On 15-10-25 03:46 AM, Some Developer wrote:
I'm just wondering what hardware spec I'd need push 20 gigabits of
network traffic on an OpenBSD server?
Short answer: It's not generally possible today, at least for your use
case.
Medium answer: Contact Esdenera Networks to find out. They manage to
do it somehow. I'm sure they'll be happy to make it happen for you in
exchange for suitable amounts of money...
Longer answer:
Network performance research numbers have presented by gnn at various
conferences over the last year or so, and they consistently showed that
OpenBSD, while performing well for a single-threaded stack, fell badly
behind in multi-core, and wasn't able to keep up to 10Gbps. The OpenBSD
team is (currently, AFAIK) working on making the network stack
multi-threaded, or at least not giant-locked, which should (eventually)
dramatically increase performance scalability.
On top of that, there are substantial optimizations possible; research
in the FreeBSD camp (and experience under OpenBSD as well) has shown
that seemingly-similar hardware can perform radically differently.
Drivers make a big difference.
You talk about storing the data - *writing* data to disk at 10Gbps
(sustained) is currently in the realm of high-energy physics, with
multi-million-dollar budgets for the storage arrays. A 7200rpm disk can
charitably be said to write at up to 100MBytes/sec, but that's not
necessarily sustained speed, so minimum 10-unit array assuming 100%
ideal throughput, which doesn't actually exist in the real world. More
likely you'd have to buy a large HDS array to get that kind of
throughput. Plus, that's about 2.5PB (yes, PETAbytes) of data every
month. Are you building this for the NSA?!?

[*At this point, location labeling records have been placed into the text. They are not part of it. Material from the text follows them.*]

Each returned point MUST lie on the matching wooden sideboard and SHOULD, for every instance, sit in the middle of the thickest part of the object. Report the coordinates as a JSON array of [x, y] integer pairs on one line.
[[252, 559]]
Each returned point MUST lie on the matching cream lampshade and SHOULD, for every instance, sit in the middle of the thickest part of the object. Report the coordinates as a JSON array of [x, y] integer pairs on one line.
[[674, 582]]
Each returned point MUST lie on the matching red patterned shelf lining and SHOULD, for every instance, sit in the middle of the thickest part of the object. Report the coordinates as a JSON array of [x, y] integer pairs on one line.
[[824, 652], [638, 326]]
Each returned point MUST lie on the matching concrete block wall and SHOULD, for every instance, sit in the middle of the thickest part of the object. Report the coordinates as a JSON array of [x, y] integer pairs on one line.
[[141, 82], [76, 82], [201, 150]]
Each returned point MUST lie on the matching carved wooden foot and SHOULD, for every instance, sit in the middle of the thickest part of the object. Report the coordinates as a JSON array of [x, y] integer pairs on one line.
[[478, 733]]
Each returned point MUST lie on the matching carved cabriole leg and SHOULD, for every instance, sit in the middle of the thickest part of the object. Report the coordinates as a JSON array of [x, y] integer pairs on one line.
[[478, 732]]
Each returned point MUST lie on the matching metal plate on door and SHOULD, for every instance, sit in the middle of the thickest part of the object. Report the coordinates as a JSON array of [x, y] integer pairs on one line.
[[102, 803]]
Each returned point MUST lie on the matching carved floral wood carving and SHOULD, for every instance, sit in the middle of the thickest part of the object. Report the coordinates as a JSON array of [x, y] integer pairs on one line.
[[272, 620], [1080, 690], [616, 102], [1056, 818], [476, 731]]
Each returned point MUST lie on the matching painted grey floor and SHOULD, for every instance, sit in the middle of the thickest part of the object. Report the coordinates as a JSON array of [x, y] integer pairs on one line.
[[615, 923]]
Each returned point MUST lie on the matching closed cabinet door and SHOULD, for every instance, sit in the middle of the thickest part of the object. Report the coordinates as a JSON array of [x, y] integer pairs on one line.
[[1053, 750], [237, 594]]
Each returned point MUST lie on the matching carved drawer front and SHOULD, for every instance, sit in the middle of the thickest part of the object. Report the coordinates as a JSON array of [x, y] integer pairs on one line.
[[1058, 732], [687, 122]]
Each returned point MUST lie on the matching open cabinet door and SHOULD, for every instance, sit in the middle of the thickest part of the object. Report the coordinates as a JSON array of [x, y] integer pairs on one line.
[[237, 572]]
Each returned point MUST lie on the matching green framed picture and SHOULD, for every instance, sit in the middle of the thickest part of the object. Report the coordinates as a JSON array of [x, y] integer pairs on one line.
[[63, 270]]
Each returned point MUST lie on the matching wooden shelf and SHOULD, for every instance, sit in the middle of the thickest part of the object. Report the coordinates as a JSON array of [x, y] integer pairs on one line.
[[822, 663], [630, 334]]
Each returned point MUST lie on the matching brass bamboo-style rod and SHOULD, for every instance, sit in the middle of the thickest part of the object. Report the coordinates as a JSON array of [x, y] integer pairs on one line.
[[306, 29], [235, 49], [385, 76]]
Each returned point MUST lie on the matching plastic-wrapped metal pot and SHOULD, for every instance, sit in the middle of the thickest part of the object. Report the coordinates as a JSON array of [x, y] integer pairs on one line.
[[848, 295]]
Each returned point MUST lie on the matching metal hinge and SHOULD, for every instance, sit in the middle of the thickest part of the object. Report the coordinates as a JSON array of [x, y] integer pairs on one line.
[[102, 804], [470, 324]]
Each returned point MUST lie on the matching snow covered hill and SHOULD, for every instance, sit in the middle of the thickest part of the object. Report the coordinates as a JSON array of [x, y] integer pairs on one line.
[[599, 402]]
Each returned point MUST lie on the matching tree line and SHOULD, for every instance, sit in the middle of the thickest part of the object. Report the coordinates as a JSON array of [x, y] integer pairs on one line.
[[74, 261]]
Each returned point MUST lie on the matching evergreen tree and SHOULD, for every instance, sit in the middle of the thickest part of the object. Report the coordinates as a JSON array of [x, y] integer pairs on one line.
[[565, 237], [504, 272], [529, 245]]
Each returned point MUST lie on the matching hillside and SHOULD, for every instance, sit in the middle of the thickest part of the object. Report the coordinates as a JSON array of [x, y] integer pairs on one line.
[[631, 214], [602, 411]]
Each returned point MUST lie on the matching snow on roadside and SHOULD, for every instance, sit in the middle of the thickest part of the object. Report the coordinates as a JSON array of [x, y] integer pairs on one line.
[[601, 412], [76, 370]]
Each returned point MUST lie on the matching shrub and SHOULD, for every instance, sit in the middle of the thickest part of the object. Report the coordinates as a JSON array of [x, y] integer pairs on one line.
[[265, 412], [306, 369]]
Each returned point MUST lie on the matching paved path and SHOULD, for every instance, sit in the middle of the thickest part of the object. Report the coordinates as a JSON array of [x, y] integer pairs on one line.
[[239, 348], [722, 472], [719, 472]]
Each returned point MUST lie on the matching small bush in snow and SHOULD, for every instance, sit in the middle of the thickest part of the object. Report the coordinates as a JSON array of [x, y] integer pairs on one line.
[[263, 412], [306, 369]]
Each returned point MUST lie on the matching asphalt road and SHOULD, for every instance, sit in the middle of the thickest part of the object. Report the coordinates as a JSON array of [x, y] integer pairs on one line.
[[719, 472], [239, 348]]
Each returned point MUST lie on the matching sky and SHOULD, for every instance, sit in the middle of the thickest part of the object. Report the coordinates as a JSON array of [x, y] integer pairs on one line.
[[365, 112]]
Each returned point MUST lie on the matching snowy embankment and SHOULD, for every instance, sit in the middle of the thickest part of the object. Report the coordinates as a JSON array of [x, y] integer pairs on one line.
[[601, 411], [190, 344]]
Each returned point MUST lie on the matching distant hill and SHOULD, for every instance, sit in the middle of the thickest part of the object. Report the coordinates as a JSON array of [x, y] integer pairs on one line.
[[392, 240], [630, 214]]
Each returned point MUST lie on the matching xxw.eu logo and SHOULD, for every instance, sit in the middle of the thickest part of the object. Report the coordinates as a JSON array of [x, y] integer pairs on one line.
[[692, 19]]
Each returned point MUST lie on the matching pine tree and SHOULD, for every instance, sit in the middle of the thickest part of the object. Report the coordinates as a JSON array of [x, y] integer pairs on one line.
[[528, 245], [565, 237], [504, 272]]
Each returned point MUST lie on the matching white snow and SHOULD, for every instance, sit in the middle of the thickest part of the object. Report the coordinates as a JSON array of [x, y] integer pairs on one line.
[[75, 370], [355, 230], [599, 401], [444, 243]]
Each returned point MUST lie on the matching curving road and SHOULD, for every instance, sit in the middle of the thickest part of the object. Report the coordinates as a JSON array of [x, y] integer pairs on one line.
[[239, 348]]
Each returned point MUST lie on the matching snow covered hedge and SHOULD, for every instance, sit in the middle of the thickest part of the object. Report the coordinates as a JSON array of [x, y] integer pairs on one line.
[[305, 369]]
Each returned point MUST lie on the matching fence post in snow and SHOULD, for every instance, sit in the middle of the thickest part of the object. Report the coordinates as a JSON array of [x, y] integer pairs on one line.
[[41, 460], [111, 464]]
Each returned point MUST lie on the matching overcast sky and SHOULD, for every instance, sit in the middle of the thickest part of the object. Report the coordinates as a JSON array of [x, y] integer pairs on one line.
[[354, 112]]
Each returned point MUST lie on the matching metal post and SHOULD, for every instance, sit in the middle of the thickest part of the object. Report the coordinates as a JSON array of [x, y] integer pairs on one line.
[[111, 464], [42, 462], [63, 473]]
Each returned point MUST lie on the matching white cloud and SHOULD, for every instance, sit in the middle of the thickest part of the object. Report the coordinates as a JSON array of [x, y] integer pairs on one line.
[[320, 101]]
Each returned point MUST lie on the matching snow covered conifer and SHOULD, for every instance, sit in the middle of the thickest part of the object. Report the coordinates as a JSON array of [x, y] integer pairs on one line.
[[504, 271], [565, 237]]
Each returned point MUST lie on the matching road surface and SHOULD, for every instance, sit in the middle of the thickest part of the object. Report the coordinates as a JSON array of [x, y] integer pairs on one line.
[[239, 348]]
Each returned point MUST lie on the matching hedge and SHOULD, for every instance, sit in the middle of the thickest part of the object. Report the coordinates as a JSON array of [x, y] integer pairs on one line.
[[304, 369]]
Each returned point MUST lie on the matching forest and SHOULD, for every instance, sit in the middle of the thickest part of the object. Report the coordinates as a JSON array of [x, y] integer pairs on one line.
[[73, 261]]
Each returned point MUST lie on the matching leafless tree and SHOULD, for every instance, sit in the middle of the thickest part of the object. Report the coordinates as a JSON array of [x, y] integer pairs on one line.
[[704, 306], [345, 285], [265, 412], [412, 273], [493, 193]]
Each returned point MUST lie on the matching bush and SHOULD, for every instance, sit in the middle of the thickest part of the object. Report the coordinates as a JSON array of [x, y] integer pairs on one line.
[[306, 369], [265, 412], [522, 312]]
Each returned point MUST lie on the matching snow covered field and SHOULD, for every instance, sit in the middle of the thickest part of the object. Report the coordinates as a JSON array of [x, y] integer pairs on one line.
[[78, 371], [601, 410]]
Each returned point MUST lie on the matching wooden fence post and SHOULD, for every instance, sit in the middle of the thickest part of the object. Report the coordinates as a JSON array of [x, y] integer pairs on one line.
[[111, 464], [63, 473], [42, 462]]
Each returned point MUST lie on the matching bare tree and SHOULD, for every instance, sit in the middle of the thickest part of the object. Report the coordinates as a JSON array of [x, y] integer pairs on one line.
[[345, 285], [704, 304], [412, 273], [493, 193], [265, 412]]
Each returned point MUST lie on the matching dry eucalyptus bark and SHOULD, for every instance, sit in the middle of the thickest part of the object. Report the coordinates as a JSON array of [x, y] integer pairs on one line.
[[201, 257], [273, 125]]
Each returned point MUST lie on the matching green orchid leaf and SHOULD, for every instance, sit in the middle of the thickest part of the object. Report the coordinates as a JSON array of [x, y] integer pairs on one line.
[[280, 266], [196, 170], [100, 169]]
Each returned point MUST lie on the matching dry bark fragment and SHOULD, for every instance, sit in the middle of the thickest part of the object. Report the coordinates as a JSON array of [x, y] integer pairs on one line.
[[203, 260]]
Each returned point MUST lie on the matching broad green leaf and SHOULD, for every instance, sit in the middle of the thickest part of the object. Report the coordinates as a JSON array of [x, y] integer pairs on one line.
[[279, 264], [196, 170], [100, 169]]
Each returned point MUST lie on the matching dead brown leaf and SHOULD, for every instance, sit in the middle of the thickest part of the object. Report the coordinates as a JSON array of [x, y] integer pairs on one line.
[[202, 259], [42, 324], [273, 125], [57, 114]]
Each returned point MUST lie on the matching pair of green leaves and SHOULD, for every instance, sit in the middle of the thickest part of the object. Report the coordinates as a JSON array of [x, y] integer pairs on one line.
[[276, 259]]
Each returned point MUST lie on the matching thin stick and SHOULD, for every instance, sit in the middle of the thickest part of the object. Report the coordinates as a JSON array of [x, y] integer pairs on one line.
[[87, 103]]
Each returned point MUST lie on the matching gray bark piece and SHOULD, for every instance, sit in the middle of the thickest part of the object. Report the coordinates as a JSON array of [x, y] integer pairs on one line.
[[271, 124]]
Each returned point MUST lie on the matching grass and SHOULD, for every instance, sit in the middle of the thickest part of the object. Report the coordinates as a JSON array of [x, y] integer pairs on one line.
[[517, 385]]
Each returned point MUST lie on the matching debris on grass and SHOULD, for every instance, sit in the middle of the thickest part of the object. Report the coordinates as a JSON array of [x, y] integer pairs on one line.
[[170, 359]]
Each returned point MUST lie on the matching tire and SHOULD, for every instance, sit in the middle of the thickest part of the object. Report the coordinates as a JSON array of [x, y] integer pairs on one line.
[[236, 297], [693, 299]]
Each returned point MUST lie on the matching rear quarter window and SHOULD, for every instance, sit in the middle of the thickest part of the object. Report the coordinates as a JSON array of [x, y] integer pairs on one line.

You do realize that this means you're now trying to push *30* Gbits/sec
on a single server, right? (10 in, 10 out, 10 logged) Even Netflix, who
spend a ridiculous amount of time doing optimization, have only recently
gotten FreeBSD servers with tons of custom code and tweaks to pass the
65Gbps-per-socket mark.
Lastly, Gbits/sec isn't the bottleneck. The bottleneck is
packets-per-second. If you're pushing 10Gbps worth of 1500-byte
packets, then this is possible today. (Not sure about 30Gbps.) If
you're trying to push 10Gbps worth of 64-byte packets on commodity
hardware, forget about this pipe dream for another few years until the
fully-MP network stack is finished and optimized.
Good luck... but you might want to consider doing this on a Juniper MX
series or Cisco ASR instead - those platforms can at least maybe do the
tunnelling part for around $250k, then feed the output into a 10GE
switch with port mirroring (~$10k), then a Network Flight Recorder or
similar to actually capture that much data (~$150k).